Rick Barnes brought Dalton Knecht to Tennessee for offense, but he couldn’t do it alone in the Elite Eight
By Josh Yourish
Defense has never been the issue for a Rick Barnes-coached team, but for years, with Texas and Tennessee, Barnes has struggled to get enough scoring in March. It’s the biggest reason he hasn’t been back to the Final Four since taking the Longhorns there in 2003. It’s something he tried to solve by adding Dalton Knecht through the transfer portal, but even with 37 points on 14-31 shooting from the Naismith Player of the Year Finalist, the Volunteers failed to reach 70 points in the 72-66 Elite Eight loss to Purdue.
Knecht’s teammates went just 10-31 from the field and no other Volunteer scored in double-digits. It wasn’t Barnes’s plan to become one-dimensional on the offensive end, but as Purdue head coach Matt Painter put it, it’s not a bad idea to give a player like that the ball.
“I thought it's smart on their part. Someone got a hot hand, go to him. Why not? If you had to pick someone off their team that you want to get shots for, he'd be the one,” Painter said postgame, praising his counterpart’s in-game decision-making. “Then when you look back on things, you're like this guy took the most shots, this guy took the most shots. They needed a little more balance, but at the end of the day, when something's not working, why not stay with it? I thought it made sense to stay with him and keep going.”

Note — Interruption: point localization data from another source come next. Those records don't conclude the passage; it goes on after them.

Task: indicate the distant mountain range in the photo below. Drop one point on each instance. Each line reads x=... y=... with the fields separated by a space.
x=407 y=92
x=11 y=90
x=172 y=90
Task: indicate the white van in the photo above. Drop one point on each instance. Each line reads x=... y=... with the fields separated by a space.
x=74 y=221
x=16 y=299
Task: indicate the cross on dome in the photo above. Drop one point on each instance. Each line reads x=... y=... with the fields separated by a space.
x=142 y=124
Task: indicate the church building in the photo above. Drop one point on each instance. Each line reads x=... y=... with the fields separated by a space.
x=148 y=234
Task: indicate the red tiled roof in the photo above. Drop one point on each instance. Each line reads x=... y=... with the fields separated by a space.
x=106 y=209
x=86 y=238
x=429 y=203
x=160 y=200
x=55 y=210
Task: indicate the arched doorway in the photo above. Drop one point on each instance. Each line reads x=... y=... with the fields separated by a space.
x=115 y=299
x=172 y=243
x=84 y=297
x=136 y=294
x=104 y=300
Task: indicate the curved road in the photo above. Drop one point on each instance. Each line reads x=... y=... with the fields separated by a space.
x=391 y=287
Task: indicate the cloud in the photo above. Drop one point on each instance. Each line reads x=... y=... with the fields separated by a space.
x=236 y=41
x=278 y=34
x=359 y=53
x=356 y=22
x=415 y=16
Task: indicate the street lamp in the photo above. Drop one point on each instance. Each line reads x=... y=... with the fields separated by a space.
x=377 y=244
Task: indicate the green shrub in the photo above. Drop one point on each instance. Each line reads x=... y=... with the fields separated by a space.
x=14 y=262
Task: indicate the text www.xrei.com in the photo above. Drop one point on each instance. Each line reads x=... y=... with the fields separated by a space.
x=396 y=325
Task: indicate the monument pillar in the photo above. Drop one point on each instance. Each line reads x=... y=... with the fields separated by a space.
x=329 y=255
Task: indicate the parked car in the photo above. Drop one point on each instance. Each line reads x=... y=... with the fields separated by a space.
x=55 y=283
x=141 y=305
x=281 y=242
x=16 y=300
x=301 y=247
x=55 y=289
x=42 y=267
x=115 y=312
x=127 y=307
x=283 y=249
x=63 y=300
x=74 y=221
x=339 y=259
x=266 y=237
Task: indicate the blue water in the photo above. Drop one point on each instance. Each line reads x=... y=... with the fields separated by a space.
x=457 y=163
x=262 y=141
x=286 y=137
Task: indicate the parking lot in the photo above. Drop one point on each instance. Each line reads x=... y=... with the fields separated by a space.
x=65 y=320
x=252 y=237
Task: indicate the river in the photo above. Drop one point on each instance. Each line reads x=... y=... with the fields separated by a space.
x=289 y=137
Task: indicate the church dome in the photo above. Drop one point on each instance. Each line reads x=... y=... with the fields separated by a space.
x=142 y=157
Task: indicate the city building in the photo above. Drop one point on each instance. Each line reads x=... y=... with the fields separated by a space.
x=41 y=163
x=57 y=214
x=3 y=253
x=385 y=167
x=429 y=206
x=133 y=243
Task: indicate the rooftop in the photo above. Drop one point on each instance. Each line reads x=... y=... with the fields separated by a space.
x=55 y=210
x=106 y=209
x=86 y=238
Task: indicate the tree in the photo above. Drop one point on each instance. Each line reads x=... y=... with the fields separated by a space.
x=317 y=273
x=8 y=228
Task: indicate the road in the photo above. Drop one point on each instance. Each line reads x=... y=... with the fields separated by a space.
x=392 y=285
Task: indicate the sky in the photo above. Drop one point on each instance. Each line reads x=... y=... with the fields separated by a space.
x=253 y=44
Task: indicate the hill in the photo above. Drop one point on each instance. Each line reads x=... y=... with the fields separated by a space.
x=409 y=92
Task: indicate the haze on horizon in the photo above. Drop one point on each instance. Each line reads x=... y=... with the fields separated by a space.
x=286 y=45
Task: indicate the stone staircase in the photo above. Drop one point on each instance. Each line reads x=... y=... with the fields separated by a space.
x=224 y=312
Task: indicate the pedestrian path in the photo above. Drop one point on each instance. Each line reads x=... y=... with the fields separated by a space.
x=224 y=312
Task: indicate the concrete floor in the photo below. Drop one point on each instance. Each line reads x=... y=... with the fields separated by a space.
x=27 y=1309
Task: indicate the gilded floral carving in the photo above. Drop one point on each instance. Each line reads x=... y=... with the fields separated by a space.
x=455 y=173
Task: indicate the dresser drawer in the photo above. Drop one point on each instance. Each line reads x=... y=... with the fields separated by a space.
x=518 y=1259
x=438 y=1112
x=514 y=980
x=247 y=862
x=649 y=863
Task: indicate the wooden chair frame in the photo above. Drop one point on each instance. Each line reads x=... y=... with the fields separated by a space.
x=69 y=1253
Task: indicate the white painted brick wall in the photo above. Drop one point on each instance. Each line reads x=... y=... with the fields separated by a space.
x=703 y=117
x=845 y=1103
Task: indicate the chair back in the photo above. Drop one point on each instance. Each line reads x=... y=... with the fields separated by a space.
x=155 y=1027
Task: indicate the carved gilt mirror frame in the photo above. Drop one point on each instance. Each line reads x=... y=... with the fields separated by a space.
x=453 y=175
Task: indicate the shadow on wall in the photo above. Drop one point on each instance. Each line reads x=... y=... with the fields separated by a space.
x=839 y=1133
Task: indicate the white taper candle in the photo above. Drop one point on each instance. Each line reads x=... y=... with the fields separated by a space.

From the outside, it’s easy to say that a more balanced attack could have kept Tennessee’s season alive, but without Knecht’s effort and Tennessee's willingness to feed its best player, it could have been even worse. Shots weren’t falling for the rest of the team and when that’s the case, well, Knecht came from Northern Colorado to Knoxville for a reason.
“We go into games looking for balance, but if guys aren’t getting it done, we have a guy that we can rely on,” Barnes told reporters postgame. “Do you want that? We really don’t, but when he gets it going, we want him to do what he does and our players understand that.”
The transfer portal can be a great thing, it can add a missing piece like Knecht that can propel a team to the Elite Eight, but continuity, in many cases, is even better. Purdue has built its team around Edey for four years, Knecht only became the centerpiece of Tennessee mid-way through this season.
Edey had it going just as well as Knecht did, finishing with 40 points. Though Purdue rarely seemed one-dimensional. Fletcher Loyer added 14 points, though he needed 12 shots to do it, and Braden Smith finished with nine points, seven assists, and seven rebounds. The team that has been together for two years knew how to respond when its best player took over the game, they knew what he needed, how to get shots, and most importantly how to get him the ball, Tennessee did not.
“All the baskets we got and all the looks we got, we knew how they were going to come. We knew how they were going to get kicked out to us or on the break going and getting them,” Loyer said postgame. “Everything we've seen, it's a credit to our coaches showing us the film, showing us where we're going to get our baskets, and having us prepare and be ready for it.”
Tennessee on the other hand, looked to Knecht to solve all its problems on the offensive end, and in a head-to-head contest with the two-time National Player of the Year, that’s a lot to ask.
Dalton Knecht was incredible in the Elite Eight, he was everything Rick Barnes hoped he’d be and more. The rest of Barnes’s group, the players who have been in Knoxville for four and five years at least on the offensive end, weren’t enough. Matt Painter has seen this exact problem before and the good news is he has a solution.
“We don't need to change everything. But we do need to make some subtle changes,” Painter said of his group’s past tournament disappointments. Later adding, “We've played more offensive guys. We have more skill that is out there.”
Multiple times in the postgame, Painter talked about how he has prioritized getting more skilled players on the floor, and the addition of Knecht has signaled a shift in that direction for Barnes as well. However, as Barnes learned in the most painful possible way, it takes more than just one.